All the snow that fell on Southeast Wisconsin over the weekend sent a lot of people outside to scatter salt across their driveways.
If you were one of them, odds are you used more salt than you needed to.
Allison Madison from Wisconsin Salt Wise says we know this because that salt is showing up in our water.
"Our lakes and our streams and even our ground water, which is drinking water for a lot of Wisconsinites, is getting salty," Madison said.
In Wisconsin, we lean heavily on salt to keep on moving through the frozen months.
The City of Milwaukee alone went through 35,182 tons last winter.
That's even counting what people use at home to break the ice.
Over the winter all that salt adds up and shows up in our water as chloride.
In the fall of 2019, chloride levels in Honey Creek in Wauwatosa were below 750 milligrams per liter, what's known as "acute toxicity."

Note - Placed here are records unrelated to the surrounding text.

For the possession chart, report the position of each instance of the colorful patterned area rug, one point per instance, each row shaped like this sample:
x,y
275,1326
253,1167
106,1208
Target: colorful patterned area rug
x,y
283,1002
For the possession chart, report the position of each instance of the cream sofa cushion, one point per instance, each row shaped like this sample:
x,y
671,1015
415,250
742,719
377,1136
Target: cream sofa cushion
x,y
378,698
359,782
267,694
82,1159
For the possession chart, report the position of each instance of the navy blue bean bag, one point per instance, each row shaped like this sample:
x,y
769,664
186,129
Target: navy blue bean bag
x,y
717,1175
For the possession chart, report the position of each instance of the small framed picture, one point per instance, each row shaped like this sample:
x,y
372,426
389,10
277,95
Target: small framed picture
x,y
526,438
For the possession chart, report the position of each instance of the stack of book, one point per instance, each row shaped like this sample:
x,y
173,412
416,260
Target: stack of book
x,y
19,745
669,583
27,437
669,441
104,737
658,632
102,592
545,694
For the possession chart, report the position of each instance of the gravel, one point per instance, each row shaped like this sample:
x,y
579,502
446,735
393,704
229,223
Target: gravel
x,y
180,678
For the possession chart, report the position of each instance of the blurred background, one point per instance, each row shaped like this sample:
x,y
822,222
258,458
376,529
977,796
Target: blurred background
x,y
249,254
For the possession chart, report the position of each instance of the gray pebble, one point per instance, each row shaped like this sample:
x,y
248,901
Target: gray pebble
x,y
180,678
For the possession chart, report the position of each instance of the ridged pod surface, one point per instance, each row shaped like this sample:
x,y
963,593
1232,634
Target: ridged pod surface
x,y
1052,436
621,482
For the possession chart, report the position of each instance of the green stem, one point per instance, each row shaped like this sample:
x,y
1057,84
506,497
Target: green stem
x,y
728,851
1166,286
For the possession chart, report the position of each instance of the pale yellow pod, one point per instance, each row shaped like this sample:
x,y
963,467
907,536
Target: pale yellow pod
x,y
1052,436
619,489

But as January and February come around, chloride samples peaked at more than 4,200.
That's almost six times higher than what's considered "acutely toxic."
"When we have those warmer days, those snow melt days, we can get surges of salt -- sodium chloride -- into the water," Madison said. "It's either moving into the groundwater and then into streams, or going from sidewalks and streets into storm sewers directly into our surface water."
So what does all this salt do?
For starters, it harms the tiny creatures that eat algae.
This makes our lakes and streams more susceptible to big algae blooms come summer.
It also does a number on the fish, stunting their growth and reproduction.
Allison Madison says some salt is okay, but you don't need as much as you think.
"Ten ounces of salt, just like a cup of salt, is going to be enough for 10 sidewalk squares or 20 feet of driveway," she said.
She recommends a plastic shaker big enough for four to five applications.
And if you use too much and see extra salt on the pavement, sweep it up!